Quando nos referimos a uma situação ou objeto, falamos de fobia específica. Quando nos referimos a uma situação de medo exagerado de exposição social, falamos de fobia social.

Qualquer pessoa pode desenvolver uma fobia no decorrer da vida. As fobias estão classificadas como transtornos de ansiedade e são muito prevalentes na população geral( 15 a 17%). A maioria das pessoas não procura ajuda psiquiátrica, porque "administra a sua fobia", até que alguma situação-gatilho provoque um prejuízo que não pode ser ignorado. Por exemplo, atendia uma paciente que tinha medo de lugares fechados( claustrofobia). Quando ia ao meu consultório , eu precisava deixar a porta e as janelas abertas, para que ela conseguisse se sentir tranquila durante a entrevista. Ela escondeu ,durante muitos anos, essa fobia. Mas quando teve que se submeter a uma cirurgia, começou a passar mal no bloco cirúrgico. Tenho pacientes que não andam de elevador. Sobem as escadas até o consultório. Outras não andam de elevador sozinhas. Existem mais de 400 tipos de fobias classificadas na literatura médica. Existe até fobia do número 8!

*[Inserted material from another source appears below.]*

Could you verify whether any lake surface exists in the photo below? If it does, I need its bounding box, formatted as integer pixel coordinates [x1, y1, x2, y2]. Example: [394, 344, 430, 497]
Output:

Por que isso acontece? O modelo explicativo para a instalação e perpetuação das fobias específicas envolve a integração de vários modelos causais. Haveria uma predisposição genética interagindo com o ambiente facilitador, através do condicionamento cognitivo e comportamental a determinadas situações, causando um "imprint"( registro fóbico) no modelo mental., principalmente numa região muito primitiva cerebral- a amigdala cerebral- .Toda vez que a pessoa entrasse em contato com o estímulo fóbico, haveria a reativação dos circuitos neuronais sensíveis, causando as reações de medo e ansiedade. Como o registro é em nível muito primitivo de memória, o tratamento das fobias específicas se faz com técnicas mais comportamentais de dessensibilização. Isto é, não adianta ficar tratando fobias específicas em nível cortical( pensamento), através da psicoterapia cognitiva ou psicodinâmica. O mais eficaz são técnicas comportamentais. No caso da fobia social, o uso de medicamentos está indicado.
Entre os tipos de fobias específicas, classificamos as fobias de animal, ambiente natural, sangue-injeção-ferimentos e situacional.
Nas fobias de animal, ambiente natural e situacional, o sistema nervoso autonômico simpático( noradrenalina) é ativado frente ao estímulo fóbico. Isso provoca ansiedade, palpitações, tensão muscular, boca seca, pupilas dilatadas, numa preparação para a reação de luta ou fuga.Em casos extremos de ansiedade, pode desencadear um ataque de pânico. Nas fobias que envolvem sangue-injeção-ferimentos, o sistema nervoso autonômico parassimpático sofre ativação( acetilcolina), provocando uma reação vagal( nervo vago), levando as pessoas a desmaiarem. Essas reações nervosas foram selecionadas evolutivamente, porque aumentavam nossa chance de sobreviver e perpetuar a espécie.